The explorer process froze in the console session and Windows suggested to stop it after the timeout. I grew tired of waiting and tried to shut down the server. The server froze again in the shutting down process and after waiting for 15 minutes, I just turned the virtual machine off.
I rebooted and wanted to look what caused the virtual machine to behave like this.
The web application didn't spit out any clues.
Then I checked more general OS stuff and warnings.
I noticed some interesting messages:
- Reset to device, \Device\RaidPort0, was issued , appeared since 22.00 yesterday (not coincidentally when our backup starts), every minute or so.
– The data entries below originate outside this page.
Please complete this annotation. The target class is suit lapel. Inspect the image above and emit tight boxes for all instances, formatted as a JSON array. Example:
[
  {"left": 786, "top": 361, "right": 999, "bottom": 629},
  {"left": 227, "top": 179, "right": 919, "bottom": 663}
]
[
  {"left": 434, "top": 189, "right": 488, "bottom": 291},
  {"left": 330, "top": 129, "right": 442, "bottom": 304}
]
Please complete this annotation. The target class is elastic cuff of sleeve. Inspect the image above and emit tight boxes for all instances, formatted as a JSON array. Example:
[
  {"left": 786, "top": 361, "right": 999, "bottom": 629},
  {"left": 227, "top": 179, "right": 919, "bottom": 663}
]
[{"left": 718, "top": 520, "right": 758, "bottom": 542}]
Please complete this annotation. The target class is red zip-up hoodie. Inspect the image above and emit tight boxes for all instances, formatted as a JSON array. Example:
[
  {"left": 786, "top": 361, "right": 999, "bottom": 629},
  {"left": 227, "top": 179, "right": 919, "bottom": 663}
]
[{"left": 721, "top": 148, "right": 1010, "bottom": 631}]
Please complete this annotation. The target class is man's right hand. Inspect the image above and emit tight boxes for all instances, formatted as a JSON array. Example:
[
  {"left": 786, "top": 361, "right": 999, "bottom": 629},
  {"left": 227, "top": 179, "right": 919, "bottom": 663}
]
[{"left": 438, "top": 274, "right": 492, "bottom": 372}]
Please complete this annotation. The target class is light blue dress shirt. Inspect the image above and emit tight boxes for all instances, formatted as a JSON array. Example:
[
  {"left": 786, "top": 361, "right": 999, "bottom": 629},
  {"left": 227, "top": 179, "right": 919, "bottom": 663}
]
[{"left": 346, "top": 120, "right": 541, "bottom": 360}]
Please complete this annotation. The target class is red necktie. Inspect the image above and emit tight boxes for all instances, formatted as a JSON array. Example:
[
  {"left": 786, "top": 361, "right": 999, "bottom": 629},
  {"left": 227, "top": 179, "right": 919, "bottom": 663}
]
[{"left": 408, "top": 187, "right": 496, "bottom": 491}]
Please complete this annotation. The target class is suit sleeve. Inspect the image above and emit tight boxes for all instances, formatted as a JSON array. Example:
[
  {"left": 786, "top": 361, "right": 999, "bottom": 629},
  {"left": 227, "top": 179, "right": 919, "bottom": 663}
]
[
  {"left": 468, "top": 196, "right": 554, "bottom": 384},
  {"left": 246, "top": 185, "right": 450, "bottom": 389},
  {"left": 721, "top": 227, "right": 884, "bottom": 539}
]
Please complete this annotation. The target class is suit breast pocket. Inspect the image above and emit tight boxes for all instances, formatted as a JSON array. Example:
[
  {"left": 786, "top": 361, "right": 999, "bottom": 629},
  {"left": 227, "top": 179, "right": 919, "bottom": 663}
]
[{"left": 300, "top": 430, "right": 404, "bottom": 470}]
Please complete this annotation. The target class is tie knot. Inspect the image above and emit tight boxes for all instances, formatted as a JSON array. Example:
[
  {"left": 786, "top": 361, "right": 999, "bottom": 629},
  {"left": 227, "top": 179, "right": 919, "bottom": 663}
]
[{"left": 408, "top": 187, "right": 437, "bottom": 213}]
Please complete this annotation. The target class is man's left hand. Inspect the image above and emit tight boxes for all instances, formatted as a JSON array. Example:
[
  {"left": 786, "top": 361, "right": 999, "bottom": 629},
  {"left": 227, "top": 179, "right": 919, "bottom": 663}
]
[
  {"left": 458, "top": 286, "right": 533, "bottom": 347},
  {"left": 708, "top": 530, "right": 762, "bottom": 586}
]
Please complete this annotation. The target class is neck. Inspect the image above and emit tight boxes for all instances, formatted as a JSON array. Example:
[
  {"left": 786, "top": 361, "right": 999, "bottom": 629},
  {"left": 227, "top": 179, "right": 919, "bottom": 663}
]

- Event ID: 57 NTFS WarningThe system failed to flush data to the transaction log. Corruption may occur. Appears for ages on the machine. I remembered I checked this a year or so ago, and wanted to write about this as a follow up on this article. This issue is related to the System Reserved Partition Windows creates. This partition holds the Boot Manager code and the Boot Configuration Database. It is also required by the BitLocker Drive Encryption feature. It also causes VSS to misbehave.
Relevant VMware KB's are:
We updated the LSI driver to > 1.32.01 and will now wait for the daily backup to see it the issue is resolved. Strange the issue pops up now, the server is running for more than 2 years now.